На заводе во всех цехах есть ящики с хитрой смесью: мелкие древесные опилки (может быть, специально для этого приготовленные) перемешаны с эмульсией, которой охлаждают резцы или другой инструмент при обработке металла на станке. Совершенно замечательно оттирает грязные руки! Раз ничего другого нет, надо мыться опилками. Ну ладно, а чем стирать?

Сначала довольно долго было — ничем, одной водой. Потом стали выдавать раз в месяц немного едкого сыпучего вещества для стирки. Это вещество, совершенно забытое теперешними домашними хозяйками, — кальцинированная сода. Научное название — бикарбонат натрия, Na2CO3.

На рассвете, совершенно неожиданно, лагерь оглашается лаем собак, свистками и грозными криками по-немецки: «Всем подняться! Выйти из бараков! Поживей! Los! Dawaj!» Вдоль всего забора — вооруженные эсэсовцы с овчарками, другие врываются в бараки и выгоняют нас, стараясь пнуть побольней прикладом, а то и сапогом. Однако это не немцы. Налет на рассвете — уже не первый, и все хорошо знают, кто такие эти эсэсовцы: парни из Латвии и Эстонии. Их гарнизон (в лагере считается — секретная карательная команда) в лесу недалеко отсюда, называется Данненвальде...

Мерзкая процедура обыска длится недолго.

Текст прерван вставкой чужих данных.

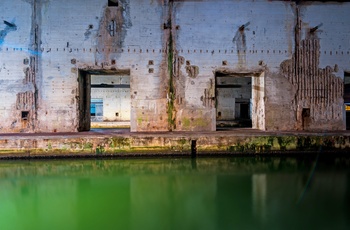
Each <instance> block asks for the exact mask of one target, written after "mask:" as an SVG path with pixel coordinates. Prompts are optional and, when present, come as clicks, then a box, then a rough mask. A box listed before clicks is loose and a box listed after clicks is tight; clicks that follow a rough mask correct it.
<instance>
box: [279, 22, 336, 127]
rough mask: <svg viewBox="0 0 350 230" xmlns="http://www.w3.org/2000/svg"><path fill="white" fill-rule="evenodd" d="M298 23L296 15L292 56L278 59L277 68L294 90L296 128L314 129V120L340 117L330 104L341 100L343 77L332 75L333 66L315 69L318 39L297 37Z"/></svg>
mask: <svg viewBox="0 0 350 230" xmlns="http://www.w3.org/2000/svg"><path fill="white" fill-rule="evenodd" d="M300 24H301V20H300V19H299V18H298V22H297V25H296V32H295V40H296V47H295V53H294V55H293V58H292V59H290V60H286V61H284V62H282V63H281V65H280V67H281V72H282V74H283V75H284V77H286V78H287V79H288V80H289V82H290V83H291V84H292V85H293V86H294V87H295V89H296V94H295V98H294V100H293V103H294V106H295V109H296V113H297V114H296V118H297V121H296V128H297V129H309V128H310V127H311V126H312V125H313V127H314V128H316V124H317V122H321V121H325V120H341V119H342V118H341V113H340V112H339V110H335V109H334V106H337V105H339V104H341V102H342V98H343V80H342V79H341V78H339V77H337V76H335V75H334V74H333V73H334V72H336V70H337V67H334V68H332V67H330V66H327V67H326V68H323V69H322V68H319V60H320V42H319V39H317V37H315V36H308V37H307V38H306V39H304V40H301V39H300ZM313 122H314V124H312V123H313ZM319 124H320V123H319ZM311 129H312V127H311ZM331 129H332V127H331Z"/></svg>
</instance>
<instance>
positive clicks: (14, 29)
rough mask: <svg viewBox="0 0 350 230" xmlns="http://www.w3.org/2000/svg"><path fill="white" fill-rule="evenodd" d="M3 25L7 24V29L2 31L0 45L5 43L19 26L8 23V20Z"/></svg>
mask: <svg viewBox="0 0 350 230" xmlns="http://www.w3.org/2000/svg"><path fill="white" fill-rule="evenodd" d="M3 23H4V24H5V28H4V29H2V30H0V45H2V44H3V43H4V40H5V37H6V36H7V34H8V33H9V32H11V31H16V30H17V26H16V24H15V23H13V22H8V21H6V20H4V21H3Z"/></svg>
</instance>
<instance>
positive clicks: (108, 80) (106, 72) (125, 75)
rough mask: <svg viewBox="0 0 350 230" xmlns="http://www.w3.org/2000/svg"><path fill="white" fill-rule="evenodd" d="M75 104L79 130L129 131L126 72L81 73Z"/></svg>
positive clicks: (127, 71)
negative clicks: (96, 129)
mask: <svg viewBox="0 0 350 230" xmlns="http://www.w3.org/2000/svg"><path fill="white" fill-rule="evenodd" d="M79 105H80V108H79V112H80V124H81V127H80V130H79V131H88V130H90V129H116V128H118V129H119V128H122V129H130V108H131V99H130V72H129V71H114V72H105V71H96V70H94V71H89V72H85V71H81V73H80V103H79ZM82 126H84V127H82Z"/></svg>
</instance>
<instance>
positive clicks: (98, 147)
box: [96, 145, 105, 155]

Когда в половине шестого на фабрике гудит сирена, «первый гудок», каратели, бранясь и пиная каждого, кто подвернется под ногу, покидают лагерь и становятся в строй за воротами. Нам разрешают войти в комнаты. Там все безобразно перерыто и раскидано по полу, часть матрасов разорвана, солома из них высыпалась. У кого были спрятаны игральные карты — пиши пропало, каратели их забрали. Больше ничего запрещенного, к счастью, не нашли.

Первая смена будет приводить жилище в порядок только вечером: через несколько минут, в шесть утра, надо быть в цеху, включать станок...

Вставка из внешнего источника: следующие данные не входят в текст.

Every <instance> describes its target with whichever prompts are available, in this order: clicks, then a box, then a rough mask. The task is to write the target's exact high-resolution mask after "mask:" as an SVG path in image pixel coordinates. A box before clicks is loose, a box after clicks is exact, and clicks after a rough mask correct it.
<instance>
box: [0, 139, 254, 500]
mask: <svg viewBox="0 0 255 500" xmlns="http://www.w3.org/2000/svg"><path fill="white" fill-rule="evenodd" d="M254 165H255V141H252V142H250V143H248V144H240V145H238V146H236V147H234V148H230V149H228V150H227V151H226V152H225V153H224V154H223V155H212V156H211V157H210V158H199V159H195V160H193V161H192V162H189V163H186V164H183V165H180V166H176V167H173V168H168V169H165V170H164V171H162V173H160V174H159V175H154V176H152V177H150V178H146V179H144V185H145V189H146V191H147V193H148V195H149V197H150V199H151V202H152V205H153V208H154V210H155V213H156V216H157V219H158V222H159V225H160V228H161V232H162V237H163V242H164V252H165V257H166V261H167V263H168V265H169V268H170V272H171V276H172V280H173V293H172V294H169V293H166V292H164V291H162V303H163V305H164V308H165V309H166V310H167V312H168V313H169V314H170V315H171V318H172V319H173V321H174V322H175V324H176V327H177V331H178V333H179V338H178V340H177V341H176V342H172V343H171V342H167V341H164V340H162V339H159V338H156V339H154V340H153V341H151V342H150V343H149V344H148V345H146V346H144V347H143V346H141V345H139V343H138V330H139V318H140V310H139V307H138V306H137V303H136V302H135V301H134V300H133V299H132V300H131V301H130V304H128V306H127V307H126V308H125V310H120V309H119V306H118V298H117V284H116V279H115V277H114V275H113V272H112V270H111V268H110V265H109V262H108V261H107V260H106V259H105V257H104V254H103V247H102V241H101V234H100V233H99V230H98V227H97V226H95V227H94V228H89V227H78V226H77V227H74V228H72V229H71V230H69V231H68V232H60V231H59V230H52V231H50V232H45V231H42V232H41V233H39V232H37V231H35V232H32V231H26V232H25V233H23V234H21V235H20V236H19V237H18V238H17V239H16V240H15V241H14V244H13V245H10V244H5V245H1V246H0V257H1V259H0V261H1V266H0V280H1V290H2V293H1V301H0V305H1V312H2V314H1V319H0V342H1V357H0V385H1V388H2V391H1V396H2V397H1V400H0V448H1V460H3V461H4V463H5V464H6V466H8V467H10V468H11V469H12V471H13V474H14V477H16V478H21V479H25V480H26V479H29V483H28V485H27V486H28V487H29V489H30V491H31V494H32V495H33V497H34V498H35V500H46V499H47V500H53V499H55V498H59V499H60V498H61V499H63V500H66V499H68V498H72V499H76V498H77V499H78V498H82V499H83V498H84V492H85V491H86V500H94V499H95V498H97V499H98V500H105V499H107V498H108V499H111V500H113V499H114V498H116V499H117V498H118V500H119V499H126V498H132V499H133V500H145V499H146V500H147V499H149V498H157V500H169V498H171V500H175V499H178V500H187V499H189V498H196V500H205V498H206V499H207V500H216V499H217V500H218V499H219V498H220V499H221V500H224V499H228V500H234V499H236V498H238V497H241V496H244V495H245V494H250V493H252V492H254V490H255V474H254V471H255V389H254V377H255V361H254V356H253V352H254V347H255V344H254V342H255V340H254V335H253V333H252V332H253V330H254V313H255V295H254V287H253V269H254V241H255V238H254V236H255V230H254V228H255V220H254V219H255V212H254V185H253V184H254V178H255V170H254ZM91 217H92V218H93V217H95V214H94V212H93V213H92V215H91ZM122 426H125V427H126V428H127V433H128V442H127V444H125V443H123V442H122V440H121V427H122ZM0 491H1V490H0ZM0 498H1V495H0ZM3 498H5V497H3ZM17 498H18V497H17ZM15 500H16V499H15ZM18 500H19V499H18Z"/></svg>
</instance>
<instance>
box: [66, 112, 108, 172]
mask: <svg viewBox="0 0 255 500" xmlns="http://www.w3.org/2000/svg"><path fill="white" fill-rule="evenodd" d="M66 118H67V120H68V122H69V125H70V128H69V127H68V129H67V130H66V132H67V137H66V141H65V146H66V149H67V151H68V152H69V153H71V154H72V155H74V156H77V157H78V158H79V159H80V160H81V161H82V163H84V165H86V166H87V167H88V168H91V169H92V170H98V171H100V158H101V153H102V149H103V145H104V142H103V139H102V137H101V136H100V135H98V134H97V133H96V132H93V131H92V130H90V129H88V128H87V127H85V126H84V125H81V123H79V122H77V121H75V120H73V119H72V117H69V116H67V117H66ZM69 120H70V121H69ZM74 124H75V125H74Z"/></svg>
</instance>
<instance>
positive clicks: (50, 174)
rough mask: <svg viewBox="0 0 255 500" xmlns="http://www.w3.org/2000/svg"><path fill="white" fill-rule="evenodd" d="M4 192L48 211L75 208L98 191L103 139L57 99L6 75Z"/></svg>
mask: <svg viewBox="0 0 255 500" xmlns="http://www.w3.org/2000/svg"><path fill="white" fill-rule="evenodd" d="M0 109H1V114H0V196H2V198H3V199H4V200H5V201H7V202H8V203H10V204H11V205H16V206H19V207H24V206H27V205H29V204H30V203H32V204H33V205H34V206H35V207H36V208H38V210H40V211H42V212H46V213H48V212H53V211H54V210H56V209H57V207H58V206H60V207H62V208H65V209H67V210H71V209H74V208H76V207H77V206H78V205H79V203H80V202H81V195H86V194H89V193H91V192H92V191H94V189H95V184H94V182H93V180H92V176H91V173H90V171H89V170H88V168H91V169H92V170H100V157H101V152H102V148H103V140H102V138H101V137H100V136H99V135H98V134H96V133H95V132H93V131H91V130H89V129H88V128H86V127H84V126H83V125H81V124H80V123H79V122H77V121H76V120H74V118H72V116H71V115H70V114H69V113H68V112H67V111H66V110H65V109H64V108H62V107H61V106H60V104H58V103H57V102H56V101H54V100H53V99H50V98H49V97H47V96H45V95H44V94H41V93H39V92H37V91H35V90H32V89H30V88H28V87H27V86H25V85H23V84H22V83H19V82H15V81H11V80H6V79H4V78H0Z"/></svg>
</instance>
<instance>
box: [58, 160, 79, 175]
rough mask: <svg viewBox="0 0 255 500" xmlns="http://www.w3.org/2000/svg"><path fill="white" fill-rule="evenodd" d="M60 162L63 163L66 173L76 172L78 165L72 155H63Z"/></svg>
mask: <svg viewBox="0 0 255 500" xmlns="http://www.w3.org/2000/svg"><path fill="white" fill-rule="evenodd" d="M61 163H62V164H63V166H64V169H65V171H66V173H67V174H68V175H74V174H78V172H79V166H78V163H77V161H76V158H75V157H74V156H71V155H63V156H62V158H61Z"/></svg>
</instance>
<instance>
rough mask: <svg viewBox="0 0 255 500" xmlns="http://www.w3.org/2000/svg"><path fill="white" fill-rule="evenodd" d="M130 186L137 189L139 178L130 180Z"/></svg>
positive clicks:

В цеху, который называется «фертигверкштатт», заготовки проходят последнюю, чистовую обточку. Они уже готовы и не такие громоздкие и тяжелые, как после прессов, перед черновой обточкой в цеху, именуемом «шруппверкштатт». Так что у станков здесь стоят почти сплошь женщины. Разумеется, в основном наши. Одна из них — фигуристая блондинка в аккуратном синем комбинезоне, всегда чистеньком, отстиранном до голубизны. Это Майя, она тоже из Харькова, намного (целых три или четыре года!) старше меня.